Figure 1.

Overall strategy to generate an engineered cell line with a biotin handle on proteasome subunit hRpn1.A, surface view of a structural state of the human 26S proteasome (left, PDB: 5GJQ) illustrating hRpn1 within the RP (violet) in orange with its C-terminal residue Y908 highlighted in green. The CP α-ring and β-ring subunits are colored gray and light blue, respectively. Enlarged views of hRpn1 are provided to the right of a transparent rendering of the surface diagram with a ribbon diagram for the C-terminal region and in the lower image, including a representation of the knock-in tag containing the TEV-biotin segment (gray box), autocleavable P2A site (orange box), and mScarlet (red oval shaped box). B, CRISPR/Cas9 plasmid map with the two gRNAs (hRpn1-01 and hRpn1-02) represented in yellow. C, donor plasmid map with the knock-in tag consisting of homology region-left (HR-L, blue), exon 21 (E × 21), TEV-biotin (gray), the P2A site (orange), mScarlet (red), and homology region-right (HR-R, blue).
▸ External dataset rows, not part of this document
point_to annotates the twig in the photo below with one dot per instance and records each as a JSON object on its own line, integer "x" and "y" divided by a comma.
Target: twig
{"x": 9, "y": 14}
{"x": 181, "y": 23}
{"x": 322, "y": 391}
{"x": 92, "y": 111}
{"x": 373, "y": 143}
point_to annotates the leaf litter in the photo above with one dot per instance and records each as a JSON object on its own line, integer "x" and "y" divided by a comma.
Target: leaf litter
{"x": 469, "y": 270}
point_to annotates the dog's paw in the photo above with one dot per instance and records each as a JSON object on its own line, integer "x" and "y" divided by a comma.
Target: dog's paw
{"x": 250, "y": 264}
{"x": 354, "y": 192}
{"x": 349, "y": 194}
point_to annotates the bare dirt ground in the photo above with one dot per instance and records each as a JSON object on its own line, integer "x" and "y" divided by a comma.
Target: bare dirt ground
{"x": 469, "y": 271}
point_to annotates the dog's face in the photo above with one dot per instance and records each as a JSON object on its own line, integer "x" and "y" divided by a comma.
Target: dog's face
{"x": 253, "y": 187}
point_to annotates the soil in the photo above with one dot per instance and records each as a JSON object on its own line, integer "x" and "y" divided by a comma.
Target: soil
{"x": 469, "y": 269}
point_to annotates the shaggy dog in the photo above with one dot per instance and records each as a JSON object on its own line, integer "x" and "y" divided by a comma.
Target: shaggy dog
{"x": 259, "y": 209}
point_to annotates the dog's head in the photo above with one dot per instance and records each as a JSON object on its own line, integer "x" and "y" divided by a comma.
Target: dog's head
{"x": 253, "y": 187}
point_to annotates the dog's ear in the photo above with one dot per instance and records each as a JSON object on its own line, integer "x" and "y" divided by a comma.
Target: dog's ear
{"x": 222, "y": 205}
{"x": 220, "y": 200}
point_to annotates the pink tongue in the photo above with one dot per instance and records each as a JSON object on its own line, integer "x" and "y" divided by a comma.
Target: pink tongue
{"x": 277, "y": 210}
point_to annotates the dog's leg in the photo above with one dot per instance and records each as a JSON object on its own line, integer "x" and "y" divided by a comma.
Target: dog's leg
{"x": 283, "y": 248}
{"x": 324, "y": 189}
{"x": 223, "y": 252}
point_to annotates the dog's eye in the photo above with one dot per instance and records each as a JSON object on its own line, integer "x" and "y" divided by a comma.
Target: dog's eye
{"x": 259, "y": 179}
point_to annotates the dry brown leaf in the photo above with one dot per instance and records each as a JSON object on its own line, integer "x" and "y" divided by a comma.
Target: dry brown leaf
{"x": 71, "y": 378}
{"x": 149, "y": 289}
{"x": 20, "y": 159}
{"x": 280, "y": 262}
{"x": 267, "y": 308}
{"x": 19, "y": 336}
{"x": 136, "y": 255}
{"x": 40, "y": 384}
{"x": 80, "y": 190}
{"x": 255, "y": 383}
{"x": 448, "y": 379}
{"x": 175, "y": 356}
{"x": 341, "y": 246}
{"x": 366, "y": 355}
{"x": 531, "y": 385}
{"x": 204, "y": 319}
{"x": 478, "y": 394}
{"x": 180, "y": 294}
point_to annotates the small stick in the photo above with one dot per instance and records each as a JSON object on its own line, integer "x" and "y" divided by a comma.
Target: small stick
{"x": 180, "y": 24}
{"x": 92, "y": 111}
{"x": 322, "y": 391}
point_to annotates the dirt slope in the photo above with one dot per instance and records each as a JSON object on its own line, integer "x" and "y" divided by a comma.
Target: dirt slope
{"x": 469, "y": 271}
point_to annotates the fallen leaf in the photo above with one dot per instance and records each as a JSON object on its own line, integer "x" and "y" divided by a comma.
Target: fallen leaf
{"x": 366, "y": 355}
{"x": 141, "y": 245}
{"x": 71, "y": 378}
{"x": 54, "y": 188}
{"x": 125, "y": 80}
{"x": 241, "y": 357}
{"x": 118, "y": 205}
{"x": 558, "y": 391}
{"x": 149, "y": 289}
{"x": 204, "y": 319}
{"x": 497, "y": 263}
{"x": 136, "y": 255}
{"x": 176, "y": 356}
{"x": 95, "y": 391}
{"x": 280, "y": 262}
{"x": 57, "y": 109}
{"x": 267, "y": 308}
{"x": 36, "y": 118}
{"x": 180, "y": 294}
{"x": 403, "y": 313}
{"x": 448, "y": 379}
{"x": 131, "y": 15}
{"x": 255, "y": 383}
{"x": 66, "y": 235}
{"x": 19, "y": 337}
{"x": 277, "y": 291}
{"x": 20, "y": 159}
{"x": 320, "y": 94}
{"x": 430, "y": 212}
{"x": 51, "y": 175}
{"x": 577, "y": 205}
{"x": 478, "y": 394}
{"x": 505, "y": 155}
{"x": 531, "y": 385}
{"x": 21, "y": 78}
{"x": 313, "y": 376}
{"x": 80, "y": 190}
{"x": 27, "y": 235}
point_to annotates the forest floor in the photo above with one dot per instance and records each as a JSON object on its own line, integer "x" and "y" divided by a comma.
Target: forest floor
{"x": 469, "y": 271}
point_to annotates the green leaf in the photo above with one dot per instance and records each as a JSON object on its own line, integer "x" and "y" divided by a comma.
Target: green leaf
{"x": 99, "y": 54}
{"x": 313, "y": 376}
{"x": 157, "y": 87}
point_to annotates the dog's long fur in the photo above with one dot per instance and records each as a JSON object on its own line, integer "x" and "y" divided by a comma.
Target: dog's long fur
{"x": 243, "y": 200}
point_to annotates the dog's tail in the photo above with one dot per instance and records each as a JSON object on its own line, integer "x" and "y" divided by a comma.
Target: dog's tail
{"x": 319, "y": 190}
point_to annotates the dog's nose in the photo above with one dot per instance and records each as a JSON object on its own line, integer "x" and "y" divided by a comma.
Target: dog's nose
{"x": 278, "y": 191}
D, representation of the region including and neighboring exon 21 of PSMD2 in chromosome 3, highlighting the respective homology regions (HR-L and HR-R) and location of the stop codon and gRNA-binding sites. E, confocal microscopy images captured for six clones (C1–C6) show fluorescent mScarlet signal (top panel) and differential interference contrast (DIC) reference images (bottom panel). The scale bar represents 12 μm. CP, core particle; gRNA, guide RNA; P2A, peptide 2a; PDB, Protein Data Bank; RP, regulatory particle; TEV, tobacco etch virus.